The acceleration due to gravity on the surface of the moon is `1.7ms^(-2)`. What is the time perioid of a simple pendulum on the surface of the moon, if its time period on the surface of earth is `3.5s ?` Take `g=9.8ms^(-2)` on the surface of the earth.

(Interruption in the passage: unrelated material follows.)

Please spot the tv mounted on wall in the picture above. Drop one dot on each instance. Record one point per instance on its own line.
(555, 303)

To find the time period of a simple pendulum on the surface of the moon, we can use the relationship between the time period of a pendulum and the acceleration due to gravity. The formula for the time period \( T \) of a simple pendulum is given by: \[ T = 2\pi \sqrt{\frac{L}{g}} \] where: - \( T \) is the time period, - \( L \) is the length of the pendulum, - \( g \) is the acceleration due to gravity. ### Step 1: Write the time period formula for Earth and Moon For Earth: \[ T_e = 2\pi \sqrt{\frac{L}{g_e}} \] For Moon: \[ T_m = 2\pi \sqrt{\frac{L}{g_m}} \] Where: - \( g_e = 9.8 \, \text{m/s}^2 \) (acceleration due to gravity on Earth), - \( g_m = 1.7 \, \text{m/s}^2 \) (acceleration due to gravity on Moon). ### Step 2: Set up the ratio of the time periods Since the length \( L \) of the pendulum is the same on both Earth and Moon, we can set up the ratio of the time periods: \[ \frac{T_e}{T_m} = \sqrt{\frac{g_m}{g_e}} \] ### Step 3: Substitute the known values We know: - \( T_e = 3.5 \, \text{s} \) - \( g_m = 1.7 \, \text{m/s}^2 \) - \( g_e = 9.8 \, \text{m/s}^2 \) Substituting these values into the ratio: \[ \frac{3.5}{T_m} = \sqrt{\frac{1.7}{9.8}} \] ### Step 4: Solve for \( T_m \) First, calculate \( \sqrt{\frac{1.7}{9.8}} \): \[ \sqrt{\frac{1.7}{9.8}} \approx \sqrt{0.173469} \approx 0.416 \] Now, substitute this back into the equation: \[ \frac{3.5}{T_m} = 0.416 \] Cross-multiplying gives: \[ 3.5 = 0.416 \cdot T_m \] Now, solve for \( T_m \): \[ T_m = \frac{3.5}{0.416} \approx 8.4 \, \text{s} \] ### Final Answer The time period of the simple pendulum on the surface of the moon is approximately \( 8.4 \, \text{s} \). ---